The Thanksgiving table at my cousin Paula’s house in Springfield, Massachusetts, is long. It may be several tables crammed together; I can’t tell from the photos I see on Facebook each year. It’s covered with a white tablecloth and a forest of white pillar candles nestled in a centerpiece of pine needles. It’s not the only table in the house. There are others set up to accommodate the 30 or so people she invites to Thanksgiving each year: a card table in the living room, a kiddie table in the kitchen.
In one photo, my aunt Pauline leans in to listen to Bryan, my twentysomething first cousin once removed, telling a story. In another, Paula laughs at something her sister Karen is saying. There’s one of Cousin David—“the handsome one,” Mom always calls him— leaning back in his chair as if he’s about to loosen up the ol’ belt buckle. There’s another of a little boy eating turkey. I don’t know who he is.
I’m a little jealous when Paula posts these photos each year because I’m remorseful that I’ve never attended an official Pandolfi Thanksgiving in my life.

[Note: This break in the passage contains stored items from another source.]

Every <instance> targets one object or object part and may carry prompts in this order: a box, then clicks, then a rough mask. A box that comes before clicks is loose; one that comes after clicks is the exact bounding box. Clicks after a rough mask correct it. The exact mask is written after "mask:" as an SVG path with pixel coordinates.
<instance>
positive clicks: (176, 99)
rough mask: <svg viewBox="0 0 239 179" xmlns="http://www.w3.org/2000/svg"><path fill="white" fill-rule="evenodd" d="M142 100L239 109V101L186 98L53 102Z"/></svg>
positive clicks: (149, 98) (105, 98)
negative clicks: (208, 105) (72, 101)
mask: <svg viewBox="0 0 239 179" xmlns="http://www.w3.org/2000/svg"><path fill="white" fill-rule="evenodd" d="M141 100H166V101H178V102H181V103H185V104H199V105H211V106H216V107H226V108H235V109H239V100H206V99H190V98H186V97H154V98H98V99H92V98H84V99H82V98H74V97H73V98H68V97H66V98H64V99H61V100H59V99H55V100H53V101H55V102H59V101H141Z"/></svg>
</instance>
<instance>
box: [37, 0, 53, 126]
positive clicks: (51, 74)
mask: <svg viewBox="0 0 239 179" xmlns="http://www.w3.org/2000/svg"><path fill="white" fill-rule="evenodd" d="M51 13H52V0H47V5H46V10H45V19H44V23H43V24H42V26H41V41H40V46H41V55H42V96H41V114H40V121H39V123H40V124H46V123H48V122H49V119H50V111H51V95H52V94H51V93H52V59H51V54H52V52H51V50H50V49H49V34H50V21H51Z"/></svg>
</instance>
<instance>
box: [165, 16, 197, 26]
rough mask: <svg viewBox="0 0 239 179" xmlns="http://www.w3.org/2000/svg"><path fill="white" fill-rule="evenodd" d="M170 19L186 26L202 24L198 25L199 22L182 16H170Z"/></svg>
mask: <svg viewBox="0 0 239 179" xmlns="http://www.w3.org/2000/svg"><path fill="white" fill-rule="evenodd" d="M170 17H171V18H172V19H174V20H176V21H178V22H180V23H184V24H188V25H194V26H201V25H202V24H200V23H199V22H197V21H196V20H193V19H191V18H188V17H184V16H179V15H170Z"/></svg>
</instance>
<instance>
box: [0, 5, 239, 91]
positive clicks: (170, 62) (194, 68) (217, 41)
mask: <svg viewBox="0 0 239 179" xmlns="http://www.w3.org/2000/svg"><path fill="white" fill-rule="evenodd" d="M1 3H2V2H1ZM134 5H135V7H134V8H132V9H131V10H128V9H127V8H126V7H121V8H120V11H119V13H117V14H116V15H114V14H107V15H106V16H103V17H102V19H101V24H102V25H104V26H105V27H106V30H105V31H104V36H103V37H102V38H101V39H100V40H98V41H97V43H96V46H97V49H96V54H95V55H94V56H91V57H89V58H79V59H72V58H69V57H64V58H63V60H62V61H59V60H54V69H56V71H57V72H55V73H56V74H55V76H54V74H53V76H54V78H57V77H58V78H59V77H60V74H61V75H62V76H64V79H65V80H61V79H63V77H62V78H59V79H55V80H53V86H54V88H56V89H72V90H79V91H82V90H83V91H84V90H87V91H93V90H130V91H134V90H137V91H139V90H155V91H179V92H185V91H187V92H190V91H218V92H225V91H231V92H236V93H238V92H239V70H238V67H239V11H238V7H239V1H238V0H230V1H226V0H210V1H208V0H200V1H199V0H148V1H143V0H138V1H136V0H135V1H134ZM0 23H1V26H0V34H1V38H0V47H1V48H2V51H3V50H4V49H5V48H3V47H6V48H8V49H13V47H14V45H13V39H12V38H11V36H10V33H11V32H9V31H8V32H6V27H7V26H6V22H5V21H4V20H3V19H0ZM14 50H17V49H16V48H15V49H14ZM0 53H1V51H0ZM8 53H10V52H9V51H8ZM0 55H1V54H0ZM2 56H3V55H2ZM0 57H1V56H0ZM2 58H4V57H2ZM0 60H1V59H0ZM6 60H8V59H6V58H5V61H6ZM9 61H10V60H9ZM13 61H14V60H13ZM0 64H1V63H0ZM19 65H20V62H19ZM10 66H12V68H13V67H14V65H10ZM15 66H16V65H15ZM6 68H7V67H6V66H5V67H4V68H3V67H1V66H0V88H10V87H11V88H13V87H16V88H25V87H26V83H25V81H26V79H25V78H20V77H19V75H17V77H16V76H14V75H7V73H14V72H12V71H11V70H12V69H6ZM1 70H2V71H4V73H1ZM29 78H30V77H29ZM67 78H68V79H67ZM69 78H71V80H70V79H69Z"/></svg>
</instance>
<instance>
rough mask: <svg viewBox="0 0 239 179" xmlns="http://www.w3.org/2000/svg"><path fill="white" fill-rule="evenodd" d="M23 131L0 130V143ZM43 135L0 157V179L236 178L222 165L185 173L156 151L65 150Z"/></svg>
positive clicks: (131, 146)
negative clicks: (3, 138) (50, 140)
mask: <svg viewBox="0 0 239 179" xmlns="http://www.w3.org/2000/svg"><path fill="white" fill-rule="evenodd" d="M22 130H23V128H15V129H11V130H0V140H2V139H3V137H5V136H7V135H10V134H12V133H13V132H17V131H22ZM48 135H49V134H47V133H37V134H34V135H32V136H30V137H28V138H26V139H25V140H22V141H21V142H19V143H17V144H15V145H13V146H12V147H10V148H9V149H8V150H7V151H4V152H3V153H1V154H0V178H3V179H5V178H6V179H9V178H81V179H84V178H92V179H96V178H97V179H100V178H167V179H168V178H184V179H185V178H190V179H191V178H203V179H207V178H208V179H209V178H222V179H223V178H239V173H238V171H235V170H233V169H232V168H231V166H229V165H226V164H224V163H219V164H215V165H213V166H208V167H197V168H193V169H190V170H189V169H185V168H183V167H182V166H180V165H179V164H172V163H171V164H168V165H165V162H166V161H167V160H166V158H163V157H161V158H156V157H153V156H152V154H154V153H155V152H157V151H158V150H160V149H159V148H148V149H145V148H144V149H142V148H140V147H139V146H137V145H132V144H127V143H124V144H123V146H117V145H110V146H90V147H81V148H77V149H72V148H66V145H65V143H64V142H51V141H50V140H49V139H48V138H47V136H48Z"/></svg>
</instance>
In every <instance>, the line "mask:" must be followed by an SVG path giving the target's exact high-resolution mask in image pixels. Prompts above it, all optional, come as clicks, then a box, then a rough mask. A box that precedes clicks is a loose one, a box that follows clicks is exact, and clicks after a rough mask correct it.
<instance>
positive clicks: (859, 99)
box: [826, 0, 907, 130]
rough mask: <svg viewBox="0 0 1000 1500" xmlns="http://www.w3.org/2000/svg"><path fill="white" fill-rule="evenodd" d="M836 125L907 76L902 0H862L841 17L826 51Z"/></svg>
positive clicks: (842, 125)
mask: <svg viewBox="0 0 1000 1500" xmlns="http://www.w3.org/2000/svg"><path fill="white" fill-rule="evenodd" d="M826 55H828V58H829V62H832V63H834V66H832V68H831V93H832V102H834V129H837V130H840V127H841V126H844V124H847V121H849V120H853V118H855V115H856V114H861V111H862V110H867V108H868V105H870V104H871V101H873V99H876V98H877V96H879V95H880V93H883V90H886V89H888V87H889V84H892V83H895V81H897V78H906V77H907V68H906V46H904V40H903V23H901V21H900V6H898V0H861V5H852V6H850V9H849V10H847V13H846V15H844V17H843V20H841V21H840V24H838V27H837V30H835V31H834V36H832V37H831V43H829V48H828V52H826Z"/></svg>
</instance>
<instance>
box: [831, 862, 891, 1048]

Even though the same words have been uttered or emailed to me a thousand times before: “You’re always welcome.”
Those photos remind me of something I often forget: that I come from a big family—a big Italian-American family. That my father grew up alongside five brothers and one sister in an Italian enclave of Springfield. His family listened to Enrico Caruso records; his mother made a mean red sauce. Dad and his siblings worked together at the Pandolfi Italian catering company, which was located in a cinder block building behind their house. They were really Italian.
Look at the photos of the Thanksgivings I grew up with, and they’ll tell you a different story. Flip through the Kodaks and you’ll see just me, my mother (half Italian/half Irish), and my father seated around a much smaller table than the one at Paula’s house. The person behind the camera is likely my Neapolitan grandma, the only extended family member we kept in close touch with after Dad packed us off from Massachusetts to the Cincinnati suburbs in 1979. He got himself a good job with a good company.
After a few years in Ohio, the only thing that identified our heritage was a plaque bearing our surname, Pandolfi, which my father proudly mounted above our front door as soon as we moved in. We assimilated into a subdivision of mostly upper-middle-class families of German and English descent. Prince Spaghetti Day was replaced by London Broil Wednesday. Enrico Caruso gave way to Christopher Cross. We became less Italian, and more “Italian-ish.”
I suppose that’s what happens when your family moves away from where it’s from. When it loses its ties and its traditions and its foods. Mom and Dad sacrificed those things for upward mobility and American dreams—a better life for themselves and their son. There was no reason to feel sorry about it.
But my father was sorry. He apologized more than once for denying me the kind of childhood he’d had. He felt bad I never got to enjoy a house full of visiting aunts and uncles and cousins and nephews. He missed those things—the voices of that Big Italian Family, the ones that emanated from his kitchen and living room, his backyard, and his front porch on a regular basis. He was especially sorry when the holidays rolled around, our sparsely populated dining room table a reminder of all that was lost.
I liked our Thanksgivings, though. I liked being an only child. I took solace in our tiny holidays more than Mom and Dad could know. That move to Cincinnati—it was rough. I was chided for my Mass-hole accent, the cheap Huffy bike I rode, the Red Sox jacket I wore until my parents replaced it with a Reds jacket just so I could better fit in. Thanksgiving was a day I could forget about all the teasing and the occasional scraps I got into at the bus stop. I just liked being with my parents. I just liked being at home.
My own family is a mirror image of the one I grew up with: just me, my wife, and a daughter named Sylvie. We spend our Thanksgivings in Florida with my mom. Sometimes she invites a guest or two, but it’s always an intimate affair.
View Recipe: Braised Leeks with Parmesan
Dad’s gone now. He’s been gone for 26 years. But I think he’d be happy to see I’ve brought back at least a few of the Big Italian Family traditions we skipped over in my youth. I’ve learned to make my grandma Pandolfi’s red sauce. And, after finding a copy of Marcella Hazan’s More Classic Italian Cooking on a curb in the Brooklyn neighborhood where I live now, I can make a passable carbonara too. From that book, I improvised a braised leek and Parmesan recipe that’s now one of my favorite sides. I think I’ll serve it this Thanksgiving—a little reminder to my daughter that she comes from a Big Italian Family. No matter where we live. No matter how things change.